ERIC WESTERVELT: At a well-attended rally through the devastated streets of Gaza City today, the ruling Hamas movement reasserted its authority and declared victory after three weeks of war with Israel. On the sidelines of the rally, Hamas spokesman, Fouzi Barhoum told reporters President Obama must change U.S. policy toward Hamas and the Palestinians after what he called the terrorism of the Bush administration.

Mr. FOUZI BARHOUM (Spokesman, Hamas): Obama must take a lesson from all of these mistake and the crimes committed by American administration against the civilian people inside Afghanistan, and Iraq and Somalia, and Lebanon, and Palestine.

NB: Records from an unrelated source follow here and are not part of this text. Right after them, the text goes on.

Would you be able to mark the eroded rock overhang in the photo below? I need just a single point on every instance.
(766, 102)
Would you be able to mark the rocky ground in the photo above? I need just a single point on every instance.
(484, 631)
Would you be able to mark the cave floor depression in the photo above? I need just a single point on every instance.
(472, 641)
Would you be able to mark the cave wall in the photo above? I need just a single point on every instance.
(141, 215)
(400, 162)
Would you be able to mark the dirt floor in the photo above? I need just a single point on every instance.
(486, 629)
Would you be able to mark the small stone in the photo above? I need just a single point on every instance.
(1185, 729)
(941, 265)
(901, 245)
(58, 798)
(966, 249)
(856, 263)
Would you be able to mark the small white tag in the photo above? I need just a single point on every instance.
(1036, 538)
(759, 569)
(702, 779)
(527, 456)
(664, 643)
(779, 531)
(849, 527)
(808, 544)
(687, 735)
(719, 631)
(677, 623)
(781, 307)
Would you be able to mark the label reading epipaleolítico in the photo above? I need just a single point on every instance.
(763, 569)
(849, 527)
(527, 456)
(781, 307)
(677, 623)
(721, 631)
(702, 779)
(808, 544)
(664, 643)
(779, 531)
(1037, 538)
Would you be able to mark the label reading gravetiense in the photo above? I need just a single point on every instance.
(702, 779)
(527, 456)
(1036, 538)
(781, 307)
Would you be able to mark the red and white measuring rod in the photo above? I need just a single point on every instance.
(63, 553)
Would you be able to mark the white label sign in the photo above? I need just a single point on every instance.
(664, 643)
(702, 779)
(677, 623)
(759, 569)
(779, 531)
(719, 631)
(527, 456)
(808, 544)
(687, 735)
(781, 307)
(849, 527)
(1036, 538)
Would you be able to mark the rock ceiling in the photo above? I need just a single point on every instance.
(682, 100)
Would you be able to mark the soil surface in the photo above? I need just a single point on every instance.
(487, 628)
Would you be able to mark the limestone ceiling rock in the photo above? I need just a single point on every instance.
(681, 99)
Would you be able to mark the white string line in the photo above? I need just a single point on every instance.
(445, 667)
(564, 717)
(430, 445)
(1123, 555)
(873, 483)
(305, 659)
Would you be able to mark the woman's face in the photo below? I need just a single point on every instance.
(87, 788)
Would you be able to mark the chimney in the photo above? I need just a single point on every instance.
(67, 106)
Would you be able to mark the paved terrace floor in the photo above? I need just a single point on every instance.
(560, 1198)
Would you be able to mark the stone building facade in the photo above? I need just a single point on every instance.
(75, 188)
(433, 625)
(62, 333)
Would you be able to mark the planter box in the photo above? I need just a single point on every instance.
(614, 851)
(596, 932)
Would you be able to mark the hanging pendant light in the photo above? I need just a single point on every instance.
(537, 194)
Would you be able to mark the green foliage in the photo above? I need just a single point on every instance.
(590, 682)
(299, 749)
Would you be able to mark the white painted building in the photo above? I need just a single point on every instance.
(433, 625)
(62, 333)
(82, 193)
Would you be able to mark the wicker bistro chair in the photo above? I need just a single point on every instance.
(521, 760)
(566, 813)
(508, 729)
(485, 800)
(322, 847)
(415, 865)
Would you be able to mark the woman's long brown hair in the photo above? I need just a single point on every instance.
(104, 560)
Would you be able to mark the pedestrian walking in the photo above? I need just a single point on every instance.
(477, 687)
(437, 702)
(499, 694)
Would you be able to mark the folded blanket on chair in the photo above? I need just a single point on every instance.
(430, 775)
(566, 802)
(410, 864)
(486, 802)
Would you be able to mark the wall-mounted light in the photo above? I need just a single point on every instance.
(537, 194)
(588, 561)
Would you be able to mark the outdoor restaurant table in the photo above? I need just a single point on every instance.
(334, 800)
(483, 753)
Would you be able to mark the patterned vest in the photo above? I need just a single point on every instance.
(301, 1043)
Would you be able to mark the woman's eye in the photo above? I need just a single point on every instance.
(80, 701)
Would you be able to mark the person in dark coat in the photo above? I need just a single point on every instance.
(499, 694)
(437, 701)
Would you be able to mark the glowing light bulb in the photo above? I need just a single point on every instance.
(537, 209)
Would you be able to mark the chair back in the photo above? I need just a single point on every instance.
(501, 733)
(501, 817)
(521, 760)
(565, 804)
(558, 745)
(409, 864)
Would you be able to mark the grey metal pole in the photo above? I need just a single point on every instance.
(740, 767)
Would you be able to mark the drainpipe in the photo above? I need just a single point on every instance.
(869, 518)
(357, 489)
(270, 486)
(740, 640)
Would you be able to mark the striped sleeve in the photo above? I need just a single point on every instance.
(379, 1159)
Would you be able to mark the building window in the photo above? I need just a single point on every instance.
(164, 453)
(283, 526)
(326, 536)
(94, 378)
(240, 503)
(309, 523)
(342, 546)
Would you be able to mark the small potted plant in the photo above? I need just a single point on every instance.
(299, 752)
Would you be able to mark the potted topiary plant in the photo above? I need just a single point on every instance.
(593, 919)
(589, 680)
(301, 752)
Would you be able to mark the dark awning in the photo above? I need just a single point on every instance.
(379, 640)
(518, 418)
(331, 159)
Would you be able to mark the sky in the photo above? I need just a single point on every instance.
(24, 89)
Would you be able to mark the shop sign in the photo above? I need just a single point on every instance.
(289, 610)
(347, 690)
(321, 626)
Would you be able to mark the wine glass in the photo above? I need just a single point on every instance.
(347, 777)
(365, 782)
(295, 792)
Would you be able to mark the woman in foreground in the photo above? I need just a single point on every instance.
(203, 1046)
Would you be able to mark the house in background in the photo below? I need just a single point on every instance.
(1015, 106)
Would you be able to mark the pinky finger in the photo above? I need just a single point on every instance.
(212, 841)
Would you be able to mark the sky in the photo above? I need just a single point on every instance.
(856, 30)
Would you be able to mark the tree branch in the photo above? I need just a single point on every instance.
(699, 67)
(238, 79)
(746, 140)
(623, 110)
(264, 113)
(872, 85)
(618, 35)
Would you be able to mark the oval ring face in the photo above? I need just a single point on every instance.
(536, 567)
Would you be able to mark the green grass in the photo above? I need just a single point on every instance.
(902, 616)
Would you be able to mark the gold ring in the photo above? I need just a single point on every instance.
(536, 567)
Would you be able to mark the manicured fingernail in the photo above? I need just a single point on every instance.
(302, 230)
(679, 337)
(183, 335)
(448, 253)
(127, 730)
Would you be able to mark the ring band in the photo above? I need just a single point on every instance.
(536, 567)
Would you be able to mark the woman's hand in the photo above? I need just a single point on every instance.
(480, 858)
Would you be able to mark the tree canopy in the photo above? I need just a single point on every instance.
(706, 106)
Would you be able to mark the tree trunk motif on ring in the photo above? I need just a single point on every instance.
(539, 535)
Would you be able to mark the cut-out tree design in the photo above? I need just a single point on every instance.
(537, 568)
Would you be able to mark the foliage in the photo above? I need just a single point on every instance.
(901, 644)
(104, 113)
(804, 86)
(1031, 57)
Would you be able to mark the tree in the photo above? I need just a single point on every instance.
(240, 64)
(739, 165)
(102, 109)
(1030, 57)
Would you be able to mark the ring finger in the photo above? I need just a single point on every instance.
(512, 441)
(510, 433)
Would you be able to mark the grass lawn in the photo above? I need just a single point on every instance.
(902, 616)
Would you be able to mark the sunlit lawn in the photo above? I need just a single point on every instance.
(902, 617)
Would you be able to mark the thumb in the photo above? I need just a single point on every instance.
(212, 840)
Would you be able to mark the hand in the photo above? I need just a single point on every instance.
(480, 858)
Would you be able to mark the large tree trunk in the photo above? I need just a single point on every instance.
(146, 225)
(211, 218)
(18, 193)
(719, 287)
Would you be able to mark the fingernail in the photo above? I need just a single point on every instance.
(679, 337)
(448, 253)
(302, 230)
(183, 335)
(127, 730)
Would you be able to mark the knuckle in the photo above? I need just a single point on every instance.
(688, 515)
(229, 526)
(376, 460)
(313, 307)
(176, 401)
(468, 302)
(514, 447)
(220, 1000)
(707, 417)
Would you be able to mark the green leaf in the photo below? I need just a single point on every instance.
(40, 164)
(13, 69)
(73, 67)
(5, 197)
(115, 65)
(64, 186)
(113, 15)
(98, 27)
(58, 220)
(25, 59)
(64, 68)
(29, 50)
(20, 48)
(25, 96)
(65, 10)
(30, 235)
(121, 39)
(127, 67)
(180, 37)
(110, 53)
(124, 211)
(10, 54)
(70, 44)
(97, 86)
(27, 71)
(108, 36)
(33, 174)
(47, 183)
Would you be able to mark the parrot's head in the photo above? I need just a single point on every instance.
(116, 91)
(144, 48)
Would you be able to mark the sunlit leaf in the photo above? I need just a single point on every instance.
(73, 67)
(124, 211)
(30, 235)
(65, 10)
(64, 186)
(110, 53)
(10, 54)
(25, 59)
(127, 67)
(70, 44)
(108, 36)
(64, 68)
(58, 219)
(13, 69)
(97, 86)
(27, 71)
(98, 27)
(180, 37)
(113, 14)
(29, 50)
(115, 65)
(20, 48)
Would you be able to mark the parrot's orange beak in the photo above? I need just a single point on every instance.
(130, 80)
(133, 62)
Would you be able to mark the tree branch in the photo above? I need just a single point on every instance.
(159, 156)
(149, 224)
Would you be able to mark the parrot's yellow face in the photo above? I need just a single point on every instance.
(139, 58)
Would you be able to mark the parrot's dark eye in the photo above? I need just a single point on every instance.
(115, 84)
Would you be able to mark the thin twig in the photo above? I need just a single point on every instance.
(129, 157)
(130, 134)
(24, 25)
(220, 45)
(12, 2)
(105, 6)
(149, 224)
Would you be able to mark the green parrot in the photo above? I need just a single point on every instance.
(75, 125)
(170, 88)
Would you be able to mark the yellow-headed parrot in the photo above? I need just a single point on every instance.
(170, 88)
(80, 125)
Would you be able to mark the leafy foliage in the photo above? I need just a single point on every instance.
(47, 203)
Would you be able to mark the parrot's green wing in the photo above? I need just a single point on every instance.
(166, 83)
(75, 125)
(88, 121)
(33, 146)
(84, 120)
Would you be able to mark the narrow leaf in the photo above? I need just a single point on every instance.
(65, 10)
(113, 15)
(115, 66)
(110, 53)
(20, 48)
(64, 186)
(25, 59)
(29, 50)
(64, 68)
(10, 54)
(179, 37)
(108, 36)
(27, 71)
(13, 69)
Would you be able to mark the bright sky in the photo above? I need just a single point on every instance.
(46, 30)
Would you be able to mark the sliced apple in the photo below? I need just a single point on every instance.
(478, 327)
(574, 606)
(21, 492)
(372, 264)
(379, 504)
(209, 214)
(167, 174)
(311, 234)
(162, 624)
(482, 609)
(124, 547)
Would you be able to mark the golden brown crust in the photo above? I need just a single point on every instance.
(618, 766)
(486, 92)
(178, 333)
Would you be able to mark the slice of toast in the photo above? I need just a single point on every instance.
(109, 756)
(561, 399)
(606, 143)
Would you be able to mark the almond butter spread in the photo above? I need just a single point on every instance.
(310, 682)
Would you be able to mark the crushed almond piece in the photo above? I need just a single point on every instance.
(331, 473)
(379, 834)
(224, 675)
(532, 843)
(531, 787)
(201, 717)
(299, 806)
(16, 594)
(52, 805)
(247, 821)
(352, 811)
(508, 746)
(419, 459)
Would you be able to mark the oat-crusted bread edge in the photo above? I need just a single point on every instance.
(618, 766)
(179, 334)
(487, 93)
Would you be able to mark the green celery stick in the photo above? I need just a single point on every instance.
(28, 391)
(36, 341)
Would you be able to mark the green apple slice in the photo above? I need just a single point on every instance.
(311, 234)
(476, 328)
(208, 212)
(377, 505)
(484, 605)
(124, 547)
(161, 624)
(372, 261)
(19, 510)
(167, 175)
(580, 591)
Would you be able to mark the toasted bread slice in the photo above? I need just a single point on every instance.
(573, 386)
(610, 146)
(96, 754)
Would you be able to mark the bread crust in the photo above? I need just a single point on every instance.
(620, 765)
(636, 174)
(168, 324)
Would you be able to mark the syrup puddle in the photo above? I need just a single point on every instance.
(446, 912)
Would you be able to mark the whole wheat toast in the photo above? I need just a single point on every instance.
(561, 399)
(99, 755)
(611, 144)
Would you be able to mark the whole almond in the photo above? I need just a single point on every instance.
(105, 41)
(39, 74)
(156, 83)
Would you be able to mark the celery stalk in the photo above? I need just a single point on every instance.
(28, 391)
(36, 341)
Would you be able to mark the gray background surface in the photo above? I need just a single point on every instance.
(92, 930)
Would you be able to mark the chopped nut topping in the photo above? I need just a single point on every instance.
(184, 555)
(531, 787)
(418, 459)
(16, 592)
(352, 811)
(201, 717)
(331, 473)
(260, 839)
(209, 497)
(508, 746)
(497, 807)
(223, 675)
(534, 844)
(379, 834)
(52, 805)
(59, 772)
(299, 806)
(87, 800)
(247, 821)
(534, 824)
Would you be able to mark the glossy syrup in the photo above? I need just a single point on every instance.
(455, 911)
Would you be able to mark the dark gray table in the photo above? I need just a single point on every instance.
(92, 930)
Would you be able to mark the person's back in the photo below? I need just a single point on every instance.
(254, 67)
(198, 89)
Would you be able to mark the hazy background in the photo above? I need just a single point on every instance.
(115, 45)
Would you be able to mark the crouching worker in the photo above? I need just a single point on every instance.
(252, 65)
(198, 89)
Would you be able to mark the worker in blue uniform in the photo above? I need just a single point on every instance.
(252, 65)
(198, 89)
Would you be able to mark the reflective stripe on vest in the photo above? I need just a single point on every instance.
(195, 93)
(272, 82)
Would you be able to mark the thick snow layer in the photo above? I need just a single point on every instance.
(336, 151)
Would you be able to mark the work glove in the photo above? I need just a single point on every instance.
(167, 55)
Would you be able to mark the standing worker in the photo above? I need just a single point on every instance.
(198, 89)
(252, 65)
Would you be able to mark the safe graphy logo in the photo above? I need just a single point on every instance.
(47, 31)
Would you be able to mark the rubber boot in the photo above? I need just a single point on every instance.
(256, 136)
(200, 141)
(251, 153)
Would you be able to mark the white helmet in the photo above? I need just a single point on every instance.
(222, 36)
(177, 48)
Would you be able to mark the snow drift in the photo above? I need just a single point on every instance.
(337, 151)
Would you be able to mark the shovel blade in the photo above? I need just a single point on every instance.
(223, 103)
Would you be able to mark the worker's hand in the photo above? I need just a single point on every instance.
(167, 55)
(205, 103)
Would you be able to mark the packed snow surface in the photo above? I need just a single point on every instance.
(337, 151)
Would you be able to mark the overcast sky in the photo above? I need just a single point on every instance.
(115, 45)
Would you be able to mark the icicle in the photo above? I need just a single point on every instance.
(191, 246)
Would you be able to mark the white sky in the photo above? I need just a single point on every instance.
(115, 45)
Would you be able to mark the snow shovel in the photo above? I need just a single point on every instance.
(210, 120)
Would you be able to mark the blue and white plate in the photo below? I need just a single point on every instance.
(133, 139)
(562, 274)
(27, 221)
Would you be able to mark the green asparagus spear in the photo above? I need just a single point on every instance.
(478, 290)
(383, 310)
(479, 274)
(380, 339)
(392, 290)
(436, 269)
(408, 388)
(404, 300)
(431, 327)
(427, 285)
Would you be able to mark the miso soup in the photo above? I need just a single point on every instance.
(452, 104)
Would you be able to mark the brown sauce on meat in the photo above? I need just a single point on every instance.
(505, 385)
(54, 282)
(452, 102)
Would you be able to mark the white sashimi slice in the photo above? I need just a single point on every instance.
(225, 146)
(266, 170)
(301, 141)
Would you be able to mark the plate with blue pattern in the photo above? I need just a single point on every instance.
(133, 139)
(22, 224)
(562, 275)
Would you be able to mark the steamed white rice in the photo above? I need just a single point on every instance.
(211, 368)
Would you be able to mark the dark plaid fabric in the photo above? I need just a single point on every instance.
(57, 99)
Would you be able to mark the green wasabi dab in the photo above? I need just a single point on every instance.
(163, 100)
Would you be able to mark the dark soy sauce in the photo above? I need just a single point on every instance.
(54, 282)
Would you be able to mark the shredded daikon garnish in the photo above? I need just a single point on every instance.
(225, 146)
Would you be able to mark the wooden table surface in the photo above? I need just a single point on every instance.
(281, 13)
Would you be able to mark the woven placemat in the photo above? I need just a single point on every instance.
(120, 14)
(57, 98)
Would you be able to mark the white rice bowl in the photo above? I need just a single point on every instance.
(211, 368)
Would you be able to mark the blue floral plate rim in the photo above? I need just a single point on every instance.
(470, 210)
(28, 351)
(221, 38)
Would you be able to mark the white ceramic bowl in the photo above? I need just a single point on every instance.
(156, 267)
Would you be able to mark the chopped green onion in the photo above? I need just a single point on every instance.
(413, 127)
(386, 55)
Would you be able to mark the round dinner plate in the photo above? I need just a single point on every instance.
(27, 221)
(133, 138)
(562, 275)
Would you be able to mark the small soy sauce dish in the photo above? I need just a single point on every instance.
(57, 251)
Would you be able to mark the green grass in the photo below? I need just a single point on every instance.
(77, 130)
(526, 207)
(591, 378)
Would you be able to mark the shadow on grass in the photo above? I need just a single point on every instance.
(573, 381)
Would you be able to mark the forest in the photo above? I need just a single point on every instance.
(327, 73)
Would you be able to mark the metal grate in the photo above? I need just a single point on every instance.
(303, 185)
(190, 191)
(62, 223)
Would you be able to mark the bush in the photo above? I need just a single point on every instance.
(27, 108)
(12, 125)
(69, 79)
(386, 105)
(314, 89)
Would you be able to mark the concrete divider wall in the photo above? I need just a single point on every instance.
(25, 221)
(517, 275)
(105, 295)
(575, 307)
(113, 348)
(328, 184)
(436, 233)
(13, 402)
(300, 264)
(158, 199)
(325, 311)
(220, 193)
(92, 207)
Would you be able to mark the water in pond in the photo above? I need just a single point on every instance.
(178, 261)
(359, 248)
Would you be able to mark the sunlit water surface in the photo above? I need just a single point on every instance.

WESTERVELT: Few people in Gaza seemed to care about the inauguration of Barack Obama. One Gazan returning to his ravaged home was asked if he knew what was happening in Washington today. He shook his head no and walked on. Many ordinary civilians struggling to rebuild shattered lives sneered at Hamas' assertion of victory. Water and power problems are extensive. Hospitals are still clogged with the wounded. The UN here estimates that some 50,000 homes in the territory were damaged or destroyed in the Israeli attacks. UN Secretary-General Ban Ki-moon today, visited Gaza and called the destruction shocking and heartbreaking. He also said the Israeli shelling of several U.N.-run schools and an attack that set fire to the UN's main warehouse were disgraceful. [POST-BROADCAST CORRECTION: Actual figures of home destruction appear to have been much lower. Estimates by the Palestine Central Bureau of Statistics established that about 4,100 Gaza homes were destroyed and 17,000 were damaged, for a total of 21,100 - a figure cited in subsequent NPR reports.]

Secretary-General BAN KI MOON (United Nations): It is an outrageous and totally unacceptable attack against the United Nations.

WESTERVELT: Ban Ki-moon pledged that the UN will do all it can to mobilize international aid to help rebuild devastated homes and lives here. Eric Westervelt, NPR News, Gaza City.